🤖 AI Summary
This work addresses the problem of monotonic alignment between parallel speech documents without textual transcriptions. We propose Speech Vecalign, a method that leverages speech segment embeddings and jointly exploits global and local mining strategies to achieve robust, long-range speech-to-speech alignment—fully unsupervised and text-free. The approach significantly improves alignment quality and span length while enhancing robustness to noise. Evaluated on 3,000 hours of English–German VoxPopuli speech data, it automatically constructs ~1,000 hours of high-quality parallel speech pairs. Speech translation models trained on this data achieve ASR-BLEU scores 0.37 and 0.18 points higher than baselines, matching the performance of SpeechMatrix despite using only 1/8 of its data volume.

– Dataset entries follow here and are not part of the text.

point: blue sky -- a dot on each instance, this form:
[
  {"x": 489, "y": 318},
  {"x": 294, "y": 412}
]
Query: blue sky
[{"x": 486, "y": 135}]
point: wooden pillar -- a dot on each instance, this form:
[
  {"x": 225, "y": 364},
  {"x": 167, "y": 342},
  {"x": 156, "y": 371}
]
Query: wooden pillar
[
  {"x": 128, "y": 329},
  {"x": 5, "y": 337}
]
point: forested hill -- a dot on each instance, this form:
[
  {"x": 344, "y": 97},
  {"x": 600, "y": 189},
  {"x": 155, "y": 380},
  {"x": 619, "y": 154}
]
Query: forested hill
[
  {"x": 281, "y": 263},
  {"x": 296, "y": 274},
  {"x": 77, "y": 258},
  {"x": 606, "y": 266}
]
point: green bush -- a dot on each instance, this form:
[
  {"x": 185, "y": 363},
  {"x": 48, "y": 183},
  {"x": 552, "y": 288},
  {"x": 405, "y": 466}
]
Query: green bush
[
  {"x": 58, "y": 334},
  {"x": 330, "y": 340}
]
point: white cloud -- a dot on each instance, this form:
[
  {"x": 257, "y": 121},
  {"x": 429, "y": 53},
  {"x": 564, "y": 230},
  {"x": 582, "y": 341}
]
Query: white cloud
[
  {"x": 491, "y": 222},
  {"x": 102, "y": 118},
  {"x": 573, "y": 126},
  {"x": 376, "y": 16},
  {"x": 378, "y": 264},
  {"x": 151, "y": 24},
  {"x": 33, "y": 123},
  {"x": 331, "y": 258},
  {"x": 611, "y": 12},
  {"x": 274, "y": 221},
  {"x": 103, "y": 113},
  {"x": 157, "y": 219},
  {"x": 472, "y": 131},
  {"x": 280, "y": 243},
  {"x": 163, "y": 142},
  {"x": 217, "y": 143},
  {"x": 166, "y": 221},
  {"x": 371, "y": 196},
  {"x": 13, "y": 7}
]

Our core contribution is the first high-accuracy, scalable, purely speech-driven monotonic alignment framework—enabling effective zero-text parallel corpus construction for speech translation.
📝 Abstract
We present Speech Vecalign, a parallel speech document alignment method that monotonically aligns speech segment embeddings and does not depend on text transcriptions. Compared to the baseline method Global Mining, a variant of speech mining, Speech Vecalign produces longer speech-to-speech alignments. It also demonstrates greater robustness than Local Mining, another speech mining variant, as it produces less noise. We applied Speech Vecalign to 3,000 hours of unlabeled parallel English-German (En-De) speech documents from VoxPopuli, yielding about 1,000 hours of high-quality alignments. We then trained En-De speech-to-speech translation models on the aligned data. Speech Vecalign improves the En-to-De and De-to-En performance over Global Mining by 0.37 and 0.18 ASR-BLEU, respectively. Moreover, our models match or outperform SpeechMatrix model performance, despite using 8 times fewer raw speech documents.